Haberin İngilizcesi için tıklayın
Osmaniye’nin merkez ilçesinde Fakıuşağı Mahallesi’nde Keyf-i Künefe isimli bir tatlıcı, mekân girişine “LGBT’ye kapalıyız” yazısı astı.
Mal ve hizmetlere erişimde ayrımcılık yasağı
Kaos GL Derneği hukuk danışmanlarından avukat Kerem Dikmen; mal ve hizmetlere erişimde ayrımcılık örneklerini, bir kişi LGBTİ+ diye mal ve hizmetlere erişiminin engellenmesinin neden ayrımcılık olduğunu ve mevzuatı şöyle anlatıyor:
“Mal ve hizmet, gündelik hayattaki ticari ve bireysel tüketime ilişkin her türlü metanın veya hizmetin genel adıdır. Örneğin bir avukat, ücret karşılığı avukatlık hizmeti verir. Bir eczacı ücret karşılığı ilaç verir. Mal ve hizmeti sağlayanın kamu otoritesi olup olmamasının bu hak veya yasak bakımından bir önemi bulunmamaktadır.

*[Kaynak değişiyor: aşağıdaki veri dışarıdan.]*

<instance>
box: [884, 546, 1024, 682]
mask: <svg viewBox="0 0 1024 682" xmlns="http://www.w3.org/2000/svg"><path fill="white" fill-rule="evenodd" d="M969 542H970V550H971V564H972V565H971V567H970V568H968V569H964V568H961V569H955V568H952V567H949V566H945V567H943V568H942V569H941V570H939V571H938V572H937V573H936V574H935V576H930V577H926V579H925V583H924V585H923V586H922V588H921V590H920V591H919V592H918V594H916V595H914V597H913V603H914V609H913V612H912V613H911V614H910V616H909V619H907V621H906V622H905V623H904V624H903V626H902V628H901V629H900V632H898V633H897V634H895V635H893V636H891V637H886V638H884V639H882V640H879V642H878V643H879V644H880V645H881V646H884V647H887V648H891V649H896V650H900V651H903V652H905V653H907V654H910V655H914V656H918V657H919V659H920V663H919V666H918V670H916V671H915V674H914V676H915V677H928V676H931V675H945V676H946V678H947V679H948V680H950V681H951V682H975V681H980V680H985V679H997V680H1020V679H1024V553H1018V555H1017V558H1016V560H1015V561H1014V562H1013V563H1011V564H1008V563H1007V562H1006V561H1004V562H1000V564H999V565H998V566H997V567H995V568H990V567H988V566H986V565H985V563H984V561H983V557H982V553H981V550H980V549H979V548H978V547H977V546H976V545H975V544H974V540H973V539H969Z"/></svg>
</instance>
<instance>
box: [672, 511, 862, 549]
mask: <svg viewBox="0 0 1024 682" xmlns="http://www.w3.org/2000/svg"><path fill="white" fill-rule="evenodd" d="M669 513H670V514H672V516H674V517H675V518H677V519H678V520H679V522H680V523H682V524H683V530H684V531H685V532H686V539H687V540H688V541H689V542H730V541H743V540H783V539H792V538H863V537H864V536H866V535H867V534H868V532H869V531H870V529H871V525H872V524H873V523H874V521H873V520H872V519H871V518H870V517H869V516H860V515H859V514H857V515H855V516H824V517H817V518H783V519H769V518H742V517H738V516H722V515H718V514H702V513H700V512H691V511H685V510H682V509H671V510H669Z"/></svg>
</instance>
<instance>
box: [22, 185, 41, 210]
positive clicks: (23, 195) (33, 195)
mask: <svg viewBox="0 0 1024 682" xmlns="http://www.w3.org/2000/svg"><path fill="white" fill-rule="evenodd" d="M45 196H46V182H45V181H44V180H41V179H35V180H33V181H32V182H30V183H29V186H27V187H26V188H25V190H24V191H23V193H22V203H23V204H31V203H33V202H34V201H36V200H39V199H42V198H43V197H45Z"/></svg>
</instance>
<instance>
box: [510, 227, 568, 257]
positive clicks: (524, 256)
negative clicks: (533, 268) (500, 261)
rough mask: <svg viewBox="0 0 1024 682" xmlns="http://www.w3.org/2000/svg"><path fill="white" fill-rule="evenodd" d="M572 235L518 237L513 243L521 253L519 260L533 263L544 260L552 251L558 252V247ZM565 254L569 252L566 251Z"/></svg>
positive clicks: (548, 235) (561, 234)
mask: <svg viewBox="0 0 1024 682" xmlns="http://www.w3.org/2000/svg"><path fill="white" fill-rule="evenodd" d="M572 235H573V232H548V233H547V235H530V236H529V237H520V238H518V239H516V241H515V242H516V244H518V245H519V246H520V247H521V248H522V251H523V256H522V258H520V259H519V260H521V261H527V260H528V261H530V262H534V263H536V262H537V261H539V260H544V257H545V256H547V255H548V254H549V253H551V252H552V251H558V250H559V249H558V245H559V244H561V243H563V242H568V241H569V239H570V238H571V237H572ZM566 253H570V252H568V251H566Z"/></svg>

“Bir ev sahibi tarafından kiracı ile girişilen kiracılık ilişkisi, bir taksiciden satın alınan ulaşım hizmeti, bir kafede alınan eğlence hizmeti, hamamda alınan bir hizmet gibi, alışveriş faaliyetinin gündelik hayatta akla gelebilecek her türlü formu, mal ve hizmetlere erişimde ayrımcılığa uğramama hakkının konusunu teşkil edecektir.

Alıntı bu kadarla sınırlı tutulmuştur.